Выбрать главу

— Откуда ты знаешь?

— От моего учителя. Непосредственный подчиненный Верховного Мастера Джевани — Лямбдон Тыгер. Я познакомлю тебя с ним. Он тебя научит переносить удары жизни. Тогда ты почувствуешь, что достоин не только меня, но и познания Тайны Предельного Единства в Раздвоенности.

— У этого твоего учителя, как видно, неплохая тайная полиция. Боюсь, ее методы работы поэффективней, чем у нашей дефензивы.

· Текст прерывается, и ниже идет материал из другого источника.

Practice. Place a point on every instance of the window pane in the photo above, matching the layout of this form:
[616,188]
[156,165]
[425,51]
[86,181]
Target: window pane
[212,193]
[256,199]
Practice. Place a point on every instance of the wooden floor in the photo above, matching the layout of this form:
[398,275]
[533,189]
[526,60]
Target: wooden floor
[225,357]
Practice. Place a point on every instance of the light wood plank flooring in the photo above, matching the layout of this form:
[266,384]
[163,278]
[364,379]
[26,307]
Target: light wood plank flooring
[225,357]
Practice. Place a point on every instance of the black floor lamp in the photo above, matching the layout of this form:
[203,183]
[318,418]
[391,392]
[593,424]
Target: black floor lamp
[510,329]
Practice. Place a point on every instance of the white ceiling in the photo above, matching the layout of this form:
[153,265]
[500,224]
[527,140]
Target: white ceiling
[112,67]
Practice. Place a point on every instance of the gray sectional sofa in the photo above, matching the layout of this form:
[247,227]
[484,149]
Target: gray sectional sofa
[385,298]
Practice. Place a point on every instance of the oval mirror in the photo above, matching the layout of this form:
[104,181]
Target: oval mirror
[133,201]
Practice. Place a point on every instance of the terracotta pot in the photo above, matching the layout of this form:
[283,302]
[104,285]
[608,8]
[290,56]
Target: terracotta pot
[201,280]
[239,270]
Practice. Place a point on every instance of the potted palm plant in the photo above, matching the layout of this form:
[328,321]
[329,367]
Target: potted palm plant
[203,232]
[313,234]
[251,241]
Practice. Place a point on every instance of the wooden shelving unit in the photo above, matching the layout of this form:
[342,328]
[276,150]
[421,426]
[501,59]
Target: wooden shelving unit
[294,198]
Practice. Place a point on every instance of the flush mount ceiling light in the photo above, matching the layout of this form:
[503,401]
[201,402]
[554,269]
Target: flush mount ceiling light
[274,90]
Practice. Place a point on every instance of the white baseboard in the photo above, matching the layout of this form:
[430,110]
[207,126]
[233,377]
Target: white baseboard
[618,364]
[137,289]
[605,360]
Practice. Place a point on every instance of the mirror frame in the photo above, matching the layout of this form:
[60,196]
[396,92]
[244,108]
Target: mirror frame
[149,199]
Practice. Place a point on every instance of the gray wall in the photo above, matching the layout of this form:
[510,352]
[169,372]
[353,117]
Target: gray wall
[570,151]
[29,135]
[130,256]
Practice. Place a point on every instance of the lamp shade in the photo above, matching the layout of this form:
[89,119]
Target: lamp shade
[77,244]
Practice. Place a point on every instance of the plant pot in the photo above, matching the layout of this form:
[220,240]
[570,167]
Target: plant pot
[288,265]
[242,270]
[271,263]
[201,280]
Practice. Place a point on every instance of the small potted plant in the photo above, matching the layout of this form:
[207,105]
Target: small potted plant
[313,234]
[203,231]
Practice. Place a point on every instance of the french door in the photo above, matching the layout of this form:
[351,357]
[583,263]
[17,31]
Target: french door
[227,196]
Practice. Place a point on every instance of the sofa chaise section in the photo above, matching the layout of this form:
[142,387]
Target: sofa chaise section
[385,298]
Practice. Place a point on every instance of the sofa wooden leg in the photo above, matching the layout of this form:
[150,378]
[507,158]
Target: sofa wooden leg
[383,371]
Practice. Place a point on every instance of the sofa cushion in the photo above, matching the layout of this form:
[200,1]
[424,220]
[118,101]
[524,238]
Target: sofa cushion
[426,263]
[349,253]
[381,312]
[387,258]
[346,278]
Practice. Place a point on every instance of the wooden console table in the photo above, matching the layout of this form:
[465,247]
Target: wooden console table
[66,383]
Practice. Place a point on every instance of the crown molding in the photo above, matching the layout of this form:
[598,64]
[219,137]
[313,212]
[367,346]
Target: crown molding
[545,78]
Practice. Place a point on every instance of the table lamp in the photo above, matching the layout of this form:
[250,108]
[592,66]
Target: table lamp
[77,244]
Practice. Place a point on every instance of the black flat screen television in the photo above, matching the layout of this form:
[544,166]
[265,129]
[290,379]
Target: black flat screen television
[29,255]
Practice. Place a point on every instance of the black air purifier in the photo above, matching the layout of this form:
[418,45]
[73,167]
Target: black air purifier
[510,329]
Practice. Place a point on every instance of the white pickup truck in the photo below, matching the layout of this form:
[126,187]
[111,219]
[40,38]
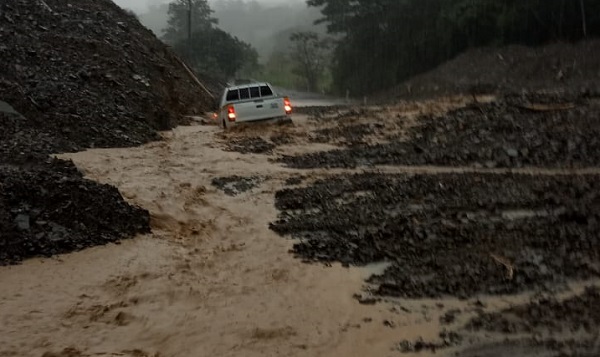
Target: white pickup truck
[251,102]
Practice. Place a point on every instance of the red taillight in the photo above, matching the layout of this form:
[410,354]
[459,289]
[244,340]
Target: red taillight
[231,113]
[287,105]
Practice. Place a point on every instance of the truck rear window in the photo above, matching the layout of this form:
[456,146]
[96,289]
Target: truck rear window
[232,95]
[266,91]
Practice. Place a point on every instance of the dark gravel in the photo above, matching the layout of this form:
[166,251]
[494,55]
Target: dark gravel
[250,145]
[82,74]
[51,209]
[579,314]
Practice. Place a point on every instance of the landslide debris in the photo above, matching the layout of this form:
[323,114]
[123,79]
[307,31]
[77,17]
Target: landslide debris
[51,209]
[516,131]
[88,74]
[234,185]
[450,234]
[578,314]
[75,75]
[560,67]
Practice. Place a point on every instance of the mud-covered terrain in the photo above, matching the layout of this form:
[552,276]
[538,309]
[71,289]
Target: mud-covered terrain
[532,131]
[450,234]
[51,209]
[77,75]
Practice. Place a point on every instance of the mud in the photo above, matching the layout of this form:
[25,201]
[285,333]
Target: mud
[578,314]
[77,75]
[234,185]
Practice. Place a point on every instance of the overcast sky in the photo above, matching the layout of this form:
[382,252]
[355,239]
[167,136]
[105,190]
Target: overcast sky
[142,5]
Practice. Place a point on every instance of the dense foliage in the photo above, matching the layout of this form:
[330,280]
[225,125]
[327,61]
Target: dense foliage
[387,41]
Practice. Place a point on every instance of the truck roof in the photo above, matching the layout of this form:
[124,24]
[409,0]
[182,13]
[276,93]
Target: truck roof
[248,85]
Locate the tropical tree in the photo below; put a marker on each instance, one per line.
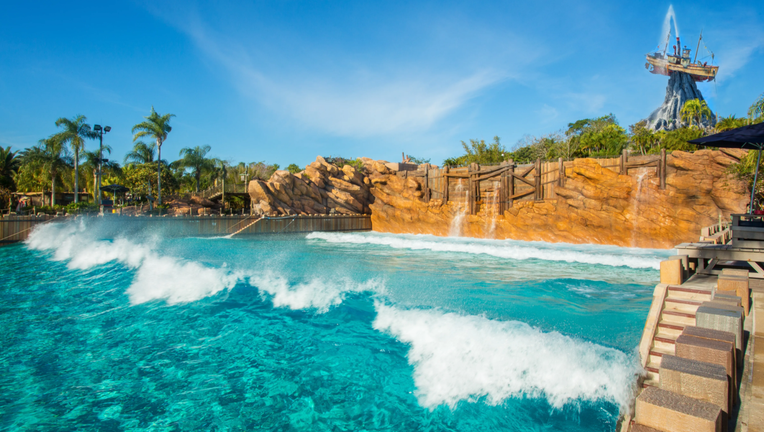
(141, 153)
(727, 123)
(51, 157)
(695, 109)
(75, 132)
(756, 111)
(91, 165)
(157, 127)
(9, 166)
(195, 160)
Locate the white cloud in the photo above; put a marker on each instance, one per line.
(353, 103)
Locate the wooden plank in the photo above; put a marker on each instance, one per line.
(522, 194)
(539, 194)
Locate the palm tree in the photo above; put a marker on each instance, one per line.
(49, 156)
(91, 164)
(756, 111)
(156, 126)
(695, 109)
(74, 133)
(9, 164)
(142, 153)
(194, 158)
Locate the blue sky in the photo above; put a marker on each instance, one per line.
(284, 81)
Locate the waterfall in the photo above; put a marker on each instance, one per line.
(635, 206)
(493, 211)
(458, 220)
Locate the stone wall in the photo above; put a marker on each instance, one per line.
(596, 205)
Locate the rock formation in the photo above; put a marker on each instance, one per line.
(681, 88)
(322, 188)
(596, 205)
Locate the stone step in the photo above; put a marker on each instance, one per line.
(689, 293)
(671, 327)
(678, 316)
(664, 341)
(669, 411)
(683, 304)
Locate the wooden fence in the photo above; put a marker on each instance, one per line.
(495, 188)
(15, 228)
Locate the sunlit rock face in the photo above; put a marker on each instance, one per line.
(596, 205)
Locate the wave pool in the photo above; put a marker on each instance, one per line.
(108, 330)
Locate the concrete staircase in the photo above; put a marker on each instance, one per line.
(679, 309)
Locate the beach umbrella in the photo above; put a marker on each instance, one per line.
(746, 137)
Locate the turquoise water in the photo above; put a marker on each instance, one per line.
(104, 330)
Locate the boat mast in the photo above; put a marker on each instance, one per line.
(696, 49)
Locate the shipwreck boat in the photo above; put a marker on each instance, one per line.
(662, 64)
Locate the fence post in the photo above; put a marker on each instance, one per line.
(624, 159)
(510, 183)
(444, 175)
(427, 183)
(539, 195)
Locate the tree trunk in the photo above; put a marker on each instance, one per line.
(76, 176)
(159, 172)
(53, 192)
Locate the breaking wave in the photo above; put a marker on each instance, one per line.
(470, 358)
(509, 249)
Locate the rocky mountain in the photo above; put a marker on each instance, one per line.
(681, 88)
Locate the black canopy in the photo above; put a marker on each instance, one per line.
(746, 137)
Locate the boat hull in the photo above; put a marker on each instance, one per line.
(698, 72)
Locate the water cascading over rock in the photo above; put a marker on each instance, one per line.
(681, 88)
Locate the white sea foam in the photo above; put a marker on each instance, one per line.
(162, 277)
(466, 358)
(510, 249)
(316, 293)
(158, 277)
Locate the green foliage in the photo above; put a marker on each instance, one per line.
(677, 139)
(694, 110)
(731, 122)
(9, 166)
(195, 160)
(418, 161)
(756, 111)
(478, 151)
(141, 179)
(455, 162)
(341, 162)
(82, 207)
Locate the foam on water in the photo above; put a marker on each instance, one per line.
(318, 294)
(457, 355)
(509, 249)
(472, 358)
(176, 280)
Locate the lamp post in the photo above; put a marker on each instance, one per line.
(100, 132)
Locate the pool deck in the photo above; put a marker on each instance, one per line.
(698, 310)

— Не говори, не говори так. — Она закрыла ему рот рукой. Зипек смежил очи и совершенно одурел. — Ты узнаешь его, но только после первой брачной ночи со мной. А может, и раньше. Это должно случиться, и ты в это веришь. — Однако эта девчоночка до того странно относилась к некоторым вещам, что Генезип чуть не разразился диким хохотом, что было бы, конечно, страшно неуместно. Но даже и это ему бы наверняка простили. Терпение последователей Джевани было неисчерпаемо. Ах — все бы хорошо, если б эта вера не была такой чушью! Все эти понятия, какие-то там «предельные единства», были для него мертвы: «Begriffsmumien»[208], — как говаривал Ницше.

— А твой всеведущий не говорил тебе, что это я...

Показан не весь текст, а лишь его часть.